A treatment emulsion comprising an oil-in-water emulsion was prepared by emulsifying an oil phase in a water phase with one or more surfactants. An oil component comprising 54.7 weight percent of a blend of linoleic acid (ω-6) and linoleic acid (ω-3), 27.6 weight percent of monounsaturated fatty acids comprising at least oleic acid (ω-9), 12.9 weight percent of saturated fatty acids and 4.8 weight percent other components was used to prepare the oil phase of the treatment emulsion. The oil phase was prepared by combining 30 weight percent of the oil component, 1 weight percent soy lecithin, 2 weight percent Surfynol 440 surfactant, 0.05 weight percent of a defoamer, 0.1 weight percent of a biocide and 0.1 weight percent of xanthan gum in a mixing vessel positioned under a Hockmeyer disperser equipped with a 4-inch F-style blade. The blade was lowered into the oil phase and the oil phase was mixed for 15 minutes at a rotational speed of 800 RPM. While the Hockmeyer dispenser was still mixing the oil phase, 33 weight percent of water was slowly added into the oil phase. With the Hockmeyer disperser still mixing, an in-line Solverson rotor-stator mixer was turned on to shear mix the combination of the oil phase and initial water addition at 8000 RPM for 5 minutes. After 5 minutes of shear mixing, the Silverson mixer was reduced to 30 Hertz and 33.75 weight percent of additional water was slowly added. The Silverson mixer was turned off and the contents of the mixing vessel were mixed with the Hockemeyer disperser for an additional 15 minutes at 800 RPM.

Example 8

The treatment emulsion of Example 8 comprising an oil-in-water emulsion was prepared in accordance with Example 7, but with using an oil phase prepared with 30 weight percent of the oil component, 1 weight percent soy lecithin, 2 weight percent naphthalene alkoxylate polymer non-ionic surfactant, 0.05 weight percent of a defoamer, 0.1 weight percent of a biocide and 0.1 weight percent of xanthan gum.

Example 9

The treatment emulsion of Example 9 comprising an oil-in-water emulsion was prepared in accordance with Example 7, but with using an oil phase prepared with 30 weight percent of the oil component, 1 weight percent soy lecithin, 7.10 weight percent naphthalene alkoxylate polymer non-ionic surfactant, 0.05 weight percent of a defoamer, 0.1 weight percent of a biocide and 0.1 weight percent of xanthan gum, and a reduction of 5.10 weight percent of water.
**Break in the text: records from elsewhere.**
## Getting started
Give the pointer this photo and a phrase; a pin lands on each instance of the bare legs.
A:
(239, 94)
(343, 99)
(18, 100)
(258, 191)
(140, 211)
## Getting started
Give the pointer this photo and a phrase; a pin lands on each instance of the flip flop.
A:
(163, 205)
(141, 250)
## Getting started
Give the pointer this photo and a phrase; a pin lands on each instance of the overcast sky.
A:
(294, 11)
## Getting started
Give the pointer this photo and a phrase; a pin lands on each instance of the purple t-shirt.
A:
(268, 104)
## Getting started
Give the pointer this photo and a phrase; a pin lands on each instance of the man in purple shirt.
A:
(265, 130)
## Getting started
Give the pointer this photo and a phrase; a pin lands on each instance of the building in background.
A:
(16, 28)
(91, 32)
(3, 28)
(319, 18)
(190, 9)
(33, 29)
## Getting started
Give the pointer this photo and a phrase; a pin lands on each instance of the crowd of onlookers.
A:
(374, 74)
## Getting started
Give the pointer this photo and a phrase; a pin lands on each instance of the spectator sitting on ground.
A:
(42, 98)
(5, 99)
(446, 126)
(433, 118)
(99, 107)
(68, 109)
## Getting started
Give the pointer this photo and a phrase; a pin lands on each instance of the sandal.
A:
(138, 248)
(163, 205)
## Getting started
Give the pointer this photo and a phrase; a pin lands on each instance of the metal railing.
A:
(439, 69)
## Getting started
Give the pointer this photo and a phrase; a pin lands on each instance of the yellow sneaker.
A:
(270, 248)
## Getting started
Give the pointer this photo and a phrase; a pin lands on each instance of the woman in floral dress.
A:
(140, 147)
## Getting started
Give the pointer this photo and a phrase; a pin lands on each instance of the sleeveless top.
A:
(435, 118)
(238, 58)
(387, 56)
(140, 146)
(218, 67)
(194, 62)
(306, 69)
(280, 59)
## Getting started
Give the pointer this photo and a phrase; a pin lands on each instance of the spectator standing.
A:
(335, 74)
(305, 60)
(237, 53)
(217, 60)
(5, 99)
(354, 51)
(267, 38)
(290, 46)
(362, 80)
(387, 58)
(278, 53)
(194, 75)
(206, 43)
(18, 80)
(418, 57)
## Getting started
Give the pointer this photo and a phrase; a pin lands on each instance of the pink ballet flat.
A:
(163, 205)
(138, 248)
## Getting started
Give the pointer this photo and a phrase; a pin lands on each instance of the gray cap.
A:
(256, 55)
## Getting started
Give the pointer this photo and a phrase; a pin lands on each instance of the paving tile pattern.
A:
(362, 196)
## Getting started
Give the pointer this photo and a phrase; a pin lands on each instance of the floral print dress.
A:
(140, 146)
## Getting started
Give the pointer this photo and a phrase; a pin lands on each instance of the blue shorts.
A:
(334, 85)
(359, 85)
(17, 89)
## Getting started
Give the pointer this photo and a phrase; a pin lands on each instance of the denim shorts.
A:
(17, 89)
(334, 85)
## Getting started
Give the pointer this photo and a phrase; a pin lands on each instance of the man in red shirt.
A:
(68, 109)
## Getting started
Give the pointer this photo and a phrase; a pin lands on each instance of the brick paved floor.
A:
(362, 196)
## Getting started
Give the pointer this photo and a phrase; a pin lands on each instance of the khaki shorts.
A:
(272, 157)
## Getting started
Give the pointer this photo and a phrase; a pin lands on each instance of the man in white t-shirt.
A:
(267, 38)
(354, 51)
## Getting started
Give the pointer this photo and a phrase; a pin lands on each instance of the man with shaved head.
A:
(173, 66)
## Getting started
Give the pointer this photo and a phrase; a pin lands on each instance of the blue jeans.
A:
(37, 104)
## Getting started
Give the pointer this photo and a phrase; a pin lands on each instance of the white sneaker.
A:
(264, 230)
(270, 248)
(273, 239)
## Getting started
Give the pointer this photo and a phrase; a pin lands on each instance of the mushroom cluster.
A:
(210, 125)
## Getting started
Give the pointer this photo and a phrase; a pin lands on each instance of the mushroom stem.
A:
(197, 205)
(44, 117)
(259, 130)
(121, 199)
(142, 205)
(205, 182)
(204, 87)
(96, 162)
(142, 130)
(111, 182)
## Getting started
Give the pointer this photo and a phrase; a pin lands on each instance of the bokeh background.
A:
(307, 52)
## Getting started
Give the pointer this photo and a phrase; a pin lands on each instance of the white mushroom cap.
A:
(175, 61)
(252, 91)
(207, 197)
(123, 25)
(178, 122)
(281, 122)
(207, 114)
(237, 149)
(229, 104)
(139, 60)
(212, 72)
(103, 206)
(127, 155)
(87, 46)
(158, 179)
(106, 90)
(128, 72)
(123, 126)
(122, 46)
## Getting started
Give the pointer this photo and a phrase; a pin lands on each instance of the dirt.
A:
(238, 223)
The median and mean emulsion particle sizes of Example 1-9 are set forth in Table 1 below:

TABLE 1
Example	Mean Particle Size (μm)	Median Particle Size (μm)

Example 1	26.17	6.438
Example 2	8.982	5.892
Example 3	9.533	6.055
Example 4	7.418	4.801
Example 5	7.32	4.28
Example 6	3.883	3.074
Example 7	2.189	2.089
Example 8	3.64	3.064
Example 9	3.247	2.701

While the present disclosure has been described in connection with various illustrative embodiments, it is to be understood that other similar embodiments may be used or modifications and additions may be made to the described embodiments for performing the same function disclosed herein without deviating therefrom. The embodiments described above are not necessarily in the alternative, as various embodiments may be combined to provide the desired characteristics. Therefore, the present disclosure should not be limited to any single embodiment, but rather construed in breadth and scope in accordance with the recitation of the appended claims.